Although he grew up playing hockey, he traded his stick for referee’s stripes when he landed a radio job in high school.
”I had been cut by the Red Deer Rustlers Jr. A franchise, and had the option to play juvenile, but we didn’t wear masks in those years. I was really worried that I would get a stick in the mouth,” he says.
Concern that dental work could affect his ability to have clear delivery on the microphone, one of his friends suggested that he try his hand at being an on-ice official.
”I had a friend who was refereeing who said, ‘Ron, rather than play, you should try reffing. It’s a way to stay in the game, and it is a safer way for you, now that you are starting your radio career,’” he explained. ”I went out and it was like a hurricane. I couldn’t believe how confusing it was the first time I refereed, but it doesn’t take long. Before you know it, it is just fantastic.”
Experience helped with that comfort zone, but he credits an early boss and mentor, Wayne Barry, with giving him advice that helped him, both on and off the ice.
”He explained to me if you let the guest be the star, you will be the star,” says Ron. ”That was the greatest lesson, and I approached refereeing the same way. You want your interviewee, or the player, to hit the high note. By taking that quiet, background role, you can make it happen. It was really a perfect parallel for a young radio announcer.”
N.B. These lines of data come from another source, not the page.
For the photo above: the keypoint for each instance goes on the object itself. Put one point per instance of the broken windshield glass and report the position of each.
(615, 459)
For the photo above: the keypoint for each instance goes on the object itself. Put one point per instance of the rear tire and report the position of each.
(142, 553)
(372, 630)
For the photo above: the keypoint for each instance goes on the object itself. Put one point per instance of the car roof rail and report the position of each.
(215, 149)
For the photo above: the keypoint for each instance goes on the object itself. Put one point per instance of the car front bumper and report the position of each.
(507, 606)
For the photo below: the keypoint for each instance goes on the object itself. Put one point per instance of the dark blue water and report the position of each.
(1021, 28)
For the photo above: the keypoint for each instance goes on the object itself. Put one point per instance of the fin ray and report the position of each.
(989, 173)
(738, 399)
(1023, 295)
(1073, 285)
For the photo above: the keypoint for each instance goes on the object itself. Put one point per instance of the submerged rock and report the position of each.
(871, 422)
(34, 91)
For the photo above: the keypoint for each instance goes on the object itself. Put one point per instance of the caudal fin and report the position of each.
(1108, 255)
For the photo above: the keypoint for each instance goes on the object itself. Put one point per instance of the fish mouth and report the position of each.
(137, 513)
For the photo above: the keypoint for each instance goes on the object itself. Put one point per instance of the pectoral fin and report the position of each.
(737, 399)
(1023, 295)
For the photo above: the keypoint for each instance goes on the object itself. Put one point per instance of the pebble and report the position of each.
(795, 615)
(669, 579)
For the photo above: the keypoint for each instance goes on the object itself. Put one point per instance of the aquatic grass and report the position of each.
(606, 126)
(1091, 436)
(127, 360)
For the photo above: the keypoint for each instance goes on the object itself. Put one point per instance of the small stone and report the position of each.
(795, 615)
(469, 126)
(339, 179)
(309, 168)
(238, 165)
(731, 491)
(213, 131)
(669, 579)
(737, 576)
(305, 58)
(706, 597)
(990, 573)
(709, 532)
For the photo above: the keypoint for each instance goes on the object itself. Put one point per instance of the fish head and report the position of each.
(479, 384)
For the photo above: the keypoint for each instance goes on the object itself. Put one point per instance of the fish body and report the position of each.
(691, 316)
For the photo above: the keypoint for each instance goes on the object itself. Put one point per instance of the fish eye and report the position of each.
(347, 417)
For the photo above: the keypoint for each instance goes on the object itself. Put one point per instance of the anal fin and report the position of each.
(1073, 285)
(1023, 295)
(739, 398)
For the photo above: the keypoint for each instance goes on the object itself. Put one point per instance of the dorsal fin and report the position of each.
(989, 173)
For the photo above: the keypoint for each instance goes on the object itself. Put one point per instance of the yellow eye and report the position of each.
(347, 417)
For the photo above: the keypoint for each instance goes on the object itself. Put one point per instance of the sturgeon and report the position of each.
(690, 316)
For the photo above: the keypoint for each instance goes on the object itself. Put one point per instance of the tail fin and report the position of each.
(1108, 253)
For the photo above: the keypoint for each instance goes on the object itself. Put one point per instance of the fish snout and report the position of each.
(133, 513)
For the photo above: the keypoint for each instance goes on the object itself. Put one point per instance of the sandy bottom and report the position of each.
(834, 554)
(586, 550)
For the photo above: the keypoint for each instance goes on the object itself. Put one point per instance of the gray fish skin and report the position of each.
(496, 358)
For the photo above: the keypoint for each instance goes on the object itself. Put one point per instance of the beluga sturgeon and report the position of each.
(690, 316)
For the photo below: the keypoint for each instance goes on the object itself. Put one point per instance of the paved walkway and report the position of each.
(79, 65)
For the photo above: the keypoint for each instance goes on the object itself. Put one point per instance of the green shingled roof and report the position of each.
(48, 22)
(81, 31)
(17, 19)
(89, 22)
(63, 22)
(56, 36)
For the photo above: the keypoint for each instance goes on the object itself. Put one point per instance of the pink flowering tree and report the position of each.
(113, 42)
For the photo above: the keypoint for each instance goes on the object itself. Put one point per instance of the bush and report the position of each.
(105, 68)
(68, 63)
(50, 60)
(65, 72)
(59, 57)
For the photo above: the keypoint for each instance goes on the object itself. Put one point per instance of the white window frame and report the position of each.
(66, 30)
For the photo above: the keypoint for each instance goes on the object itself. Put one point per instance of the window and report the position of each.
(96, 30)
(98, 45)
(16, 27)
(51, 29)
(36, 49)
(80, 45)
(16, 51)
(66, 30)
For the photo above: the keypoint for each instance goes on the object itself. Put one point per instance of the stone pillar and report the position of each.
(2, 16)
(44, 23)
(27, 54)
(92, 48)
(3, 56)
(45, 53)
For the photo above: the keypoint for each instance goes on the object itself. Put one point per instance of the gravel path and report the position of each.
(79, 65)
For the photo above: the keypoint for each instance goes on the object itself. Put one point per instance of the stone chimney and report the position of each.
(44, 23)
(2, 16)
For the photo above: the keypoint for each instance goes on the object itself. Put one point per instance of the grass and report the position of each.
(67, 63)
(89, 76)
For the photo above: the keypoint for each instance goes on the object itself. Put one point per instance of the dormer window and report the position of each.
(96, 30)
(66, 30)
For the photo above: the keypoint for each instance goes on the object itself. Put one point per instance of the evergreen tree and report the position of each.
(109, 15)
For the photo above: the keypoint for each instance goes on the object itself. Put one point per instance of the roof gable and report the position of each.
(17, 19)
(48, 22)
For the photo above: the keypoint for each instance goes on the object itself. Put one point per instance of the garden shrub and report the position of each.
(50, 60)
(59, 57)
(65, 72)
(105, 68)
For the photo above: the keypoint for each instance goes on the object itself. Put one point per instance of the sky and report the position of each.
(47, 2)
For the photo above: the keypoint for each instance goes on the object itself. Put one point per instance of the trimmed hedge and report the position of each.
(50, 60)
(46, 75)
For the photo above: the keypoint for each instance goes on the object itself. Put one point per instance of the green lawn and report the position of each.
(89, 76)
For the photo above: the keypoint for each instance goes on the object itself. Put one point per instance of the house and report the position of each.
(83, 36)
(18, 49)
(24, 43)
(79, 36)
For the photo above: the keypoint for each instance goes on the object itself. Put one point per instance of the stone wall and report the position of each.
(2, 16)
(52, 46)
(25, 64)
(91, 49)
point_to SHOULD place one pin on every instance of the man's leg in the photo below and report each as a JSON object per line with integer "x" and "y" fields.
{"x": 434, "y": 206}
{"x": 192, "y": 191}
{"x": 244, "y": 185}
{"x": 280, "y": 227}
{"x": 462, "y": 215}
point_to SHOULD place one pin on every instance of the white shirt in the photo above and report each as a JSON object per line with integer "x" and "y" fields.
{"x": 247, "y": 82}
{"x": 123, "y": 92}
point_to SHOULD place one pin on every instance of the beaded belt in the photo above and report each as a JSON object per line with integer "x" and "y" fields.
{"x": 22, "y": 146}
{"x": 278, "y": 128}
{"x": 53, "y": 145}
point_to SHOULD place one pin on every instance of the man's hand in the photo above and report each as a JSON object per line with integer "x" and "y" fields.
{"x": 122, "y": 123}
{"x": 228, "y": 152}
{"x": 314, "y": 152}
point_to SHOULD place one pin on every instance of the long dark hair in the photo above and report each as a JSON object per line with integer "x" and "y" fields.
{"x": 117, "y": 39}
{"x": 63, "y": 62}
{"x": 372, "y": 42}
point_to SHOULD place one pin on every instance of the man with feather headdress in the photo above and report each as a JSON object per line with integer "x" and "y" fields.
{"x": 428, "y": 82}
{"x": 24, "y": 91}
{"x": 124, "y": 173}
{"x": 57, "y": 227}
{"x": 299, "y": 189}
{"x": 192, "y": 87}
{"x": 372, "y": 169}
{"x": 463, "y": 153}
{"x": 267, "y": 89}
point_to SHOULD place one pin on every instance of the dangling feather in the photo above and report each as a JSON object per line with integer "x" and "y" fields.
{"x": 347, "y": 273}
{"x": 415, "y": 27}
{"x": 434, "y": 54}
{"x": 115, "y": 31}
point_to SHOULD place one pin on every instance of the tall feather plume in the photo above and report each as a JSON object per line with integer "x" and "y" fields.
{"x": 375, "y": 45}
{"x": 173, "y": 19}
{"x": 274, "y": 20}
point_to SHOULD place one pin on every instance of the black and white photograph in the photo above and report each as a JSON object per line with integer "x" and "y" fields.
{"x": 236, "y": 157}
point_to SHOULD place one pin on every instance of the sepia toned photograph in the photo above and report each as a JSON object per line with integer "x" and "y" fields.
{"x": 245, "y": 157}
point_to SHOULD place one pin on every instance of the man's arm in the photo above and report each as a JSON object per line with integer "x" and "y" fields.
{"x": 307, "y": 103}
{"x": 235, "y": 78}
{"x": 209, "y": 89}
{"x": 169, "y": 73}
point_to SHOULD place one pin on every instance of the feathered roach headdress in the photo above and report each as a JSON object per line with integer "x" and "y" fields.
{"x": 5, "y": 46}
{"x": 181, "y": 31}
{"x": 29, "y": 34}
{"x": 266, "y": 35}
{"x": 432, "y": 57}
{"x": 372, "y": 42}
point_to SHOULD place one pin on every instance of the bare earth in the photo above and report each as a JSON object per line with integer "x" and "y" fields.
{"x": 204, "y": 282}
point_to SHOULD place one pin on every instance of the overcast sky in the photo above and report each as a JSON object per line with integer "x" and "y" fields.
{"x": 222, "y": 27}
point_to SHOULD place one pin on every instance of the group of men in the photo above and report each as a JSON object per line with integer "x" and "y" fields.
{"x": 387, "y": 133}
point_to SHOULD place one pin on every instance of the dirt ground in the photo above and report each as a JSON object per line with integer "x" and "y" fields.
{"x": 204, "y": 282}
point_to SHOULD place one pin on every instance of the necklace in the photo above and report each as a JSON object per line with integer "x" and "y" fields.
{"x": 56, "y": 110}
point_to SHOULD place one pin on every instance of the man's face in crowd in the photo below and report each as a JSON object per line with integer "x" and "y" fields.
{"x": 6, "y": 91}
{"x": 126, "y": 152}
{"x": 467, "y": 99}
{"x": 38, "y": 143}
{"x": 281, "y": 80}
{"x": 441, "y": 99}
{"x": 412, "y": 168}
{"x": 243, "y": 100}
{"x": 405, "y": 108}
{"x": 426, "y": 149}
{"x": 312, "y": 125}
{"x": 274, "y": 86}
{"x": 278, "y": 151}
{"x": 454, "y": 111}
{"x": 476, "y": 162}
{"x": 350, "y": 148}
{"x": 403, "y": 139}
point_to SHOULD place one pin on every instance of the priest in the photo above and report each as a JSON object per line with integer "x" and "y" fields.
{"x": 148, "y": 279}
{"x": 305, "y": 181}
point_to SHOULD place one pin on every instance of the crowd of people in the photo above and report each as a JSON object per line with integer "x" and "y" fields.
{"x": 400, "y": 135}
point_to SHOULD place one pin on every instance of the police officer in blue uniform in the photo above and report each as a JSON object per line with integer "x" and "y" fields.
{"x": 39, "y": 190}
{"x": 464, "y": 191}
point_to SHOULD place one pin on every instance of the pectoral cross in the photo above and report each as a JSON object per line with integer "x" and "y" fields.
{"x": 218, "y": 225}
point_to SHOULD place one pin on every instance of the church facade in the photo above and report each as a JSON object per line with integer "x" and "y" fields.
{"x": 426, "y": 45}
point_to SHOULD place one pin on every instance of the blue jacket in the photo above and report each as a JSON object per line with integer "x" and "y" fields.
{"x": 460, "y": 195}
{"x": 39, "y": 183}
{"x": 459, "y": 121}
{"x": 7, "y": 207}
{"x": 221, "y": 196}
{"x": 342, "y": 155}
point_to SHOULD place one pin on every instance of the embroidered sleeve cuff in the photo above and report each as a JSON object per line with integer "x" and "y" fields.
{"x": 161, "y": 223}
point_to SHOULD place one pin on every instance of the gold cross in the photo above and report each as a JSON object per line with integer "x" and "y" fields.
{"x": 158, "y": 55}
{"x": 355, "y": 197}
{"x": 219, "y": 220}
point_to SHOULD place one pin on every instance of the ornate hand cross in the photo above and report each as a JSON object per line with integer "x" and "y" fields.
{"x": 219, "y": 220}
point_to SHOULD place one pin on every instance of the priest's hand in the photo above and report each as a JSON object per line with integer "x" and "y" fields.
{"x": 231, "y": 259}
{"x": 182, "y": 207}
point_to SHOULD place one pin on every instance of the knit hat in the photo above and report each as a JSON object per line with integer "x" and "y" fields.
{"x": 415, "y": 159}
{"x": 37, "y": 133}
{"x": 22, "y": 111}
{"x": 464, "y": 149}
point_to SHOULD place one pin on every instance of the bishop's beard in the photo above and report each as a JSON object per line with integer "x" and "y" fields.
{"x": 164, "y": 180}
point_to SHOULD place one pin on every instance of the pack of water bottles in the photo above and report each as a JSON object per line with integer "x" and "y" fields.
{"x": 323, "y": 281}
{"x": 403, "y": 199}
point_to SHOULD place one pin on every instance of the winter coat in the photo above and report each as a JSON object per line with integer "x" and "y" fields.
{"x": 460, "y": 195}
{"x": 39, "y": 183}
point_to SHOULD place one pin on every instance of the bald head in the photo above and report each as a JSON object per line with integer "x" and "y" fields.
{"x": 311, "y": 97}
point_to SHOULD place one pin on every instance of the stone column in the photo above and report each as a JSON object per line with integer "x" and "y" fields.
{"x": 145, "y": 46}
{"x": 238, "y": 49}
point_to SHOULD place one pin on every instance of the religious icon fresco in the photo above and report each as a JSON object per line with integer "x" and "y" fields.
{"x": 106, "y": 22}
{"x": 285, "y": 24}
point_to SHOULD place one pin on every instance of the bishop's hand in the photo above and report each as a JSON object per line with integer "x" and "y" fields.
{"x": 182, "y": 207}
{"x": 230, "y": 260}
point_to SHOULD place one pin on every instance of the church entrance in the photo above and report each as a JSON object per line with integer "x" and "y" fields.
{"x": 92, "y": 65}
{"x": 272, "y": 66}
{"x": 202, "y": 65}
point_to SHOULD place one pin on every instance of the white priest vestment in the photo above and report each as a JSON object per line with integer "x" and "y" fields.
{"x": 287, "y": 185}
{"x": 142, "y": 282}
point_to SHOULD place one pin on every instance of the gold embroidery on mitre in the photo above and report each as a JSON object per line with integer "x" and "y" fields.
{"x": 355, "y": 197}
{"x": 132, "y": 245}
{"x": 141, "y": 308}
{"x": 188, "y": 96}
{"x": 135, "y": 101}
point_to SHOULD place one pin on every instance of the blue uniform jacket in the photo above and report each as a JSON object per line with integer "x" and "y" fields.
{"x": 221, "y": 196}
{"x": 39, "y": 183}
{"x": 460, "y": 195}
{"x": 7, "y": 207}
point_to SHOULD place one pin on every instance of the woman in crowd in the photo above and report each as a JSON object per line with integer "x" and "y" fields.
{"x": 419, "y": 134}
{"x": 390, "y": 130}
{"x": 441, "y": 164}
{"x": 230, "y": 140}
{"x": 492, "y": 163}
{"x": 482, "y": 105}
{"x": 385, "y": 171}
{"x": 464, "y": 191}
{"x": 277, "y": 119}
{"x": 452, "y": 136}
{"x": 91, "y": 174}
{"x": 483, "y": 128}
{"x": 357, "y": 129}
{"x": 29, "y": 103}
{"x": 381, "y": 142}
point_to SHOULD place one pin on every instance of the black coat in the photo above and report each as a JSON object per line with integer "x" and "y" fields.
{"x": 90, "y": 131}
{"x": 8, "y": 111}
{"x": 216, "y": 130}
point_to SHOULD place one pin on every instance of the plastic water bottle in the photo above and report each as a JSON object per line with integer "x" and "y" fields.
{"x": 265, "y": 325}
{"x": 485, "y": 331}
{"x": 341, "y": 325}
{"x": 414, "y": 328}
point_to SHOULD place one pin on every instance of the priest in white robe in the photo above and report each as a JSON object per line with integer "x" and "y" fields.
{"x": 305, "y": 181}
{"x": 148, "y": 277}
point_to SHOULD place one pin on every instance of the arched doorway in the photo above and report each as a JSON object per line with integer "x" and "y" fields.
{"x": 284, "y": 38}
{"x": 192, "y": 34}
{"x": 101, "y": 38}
Although it was not a topic that was openly discussed early in his career, Ron admits that he battled a lot of anxiety when he first hit the airwaves. Working as a referee became an available escape from the nerves he would feel in front of an audience, however.
”I used to suffer from severe anxiety, from the time I was about 18 to maybe 30, I would get the butterflies,” he shared. ”I would fight my way through that – none of us knew or thought about mental illness then, and certainly would never confide that we were weak – but I never had that on the ice.
”It was always a really comfortable place for me. The safest place that I could be was on the ice. I never felt anxiety refereeing.”
And while he cannot say definitively why he was so comfortable at the rink, he does have a theory.
”Because there is so much movement happening, and you are reacting because everything is so fast, that you don’t have time to think. There’s no way to dwell about things when you are on the ice.”
Over the years, he learned other coping skills as well.
”I had to learn – slowly but surely – to get outside of yourself; stop thinking about how you are coming across and start thinking about what it is you are trying to get across, and who you are doing it for. Once you get into that place, all that anxiety slides away.”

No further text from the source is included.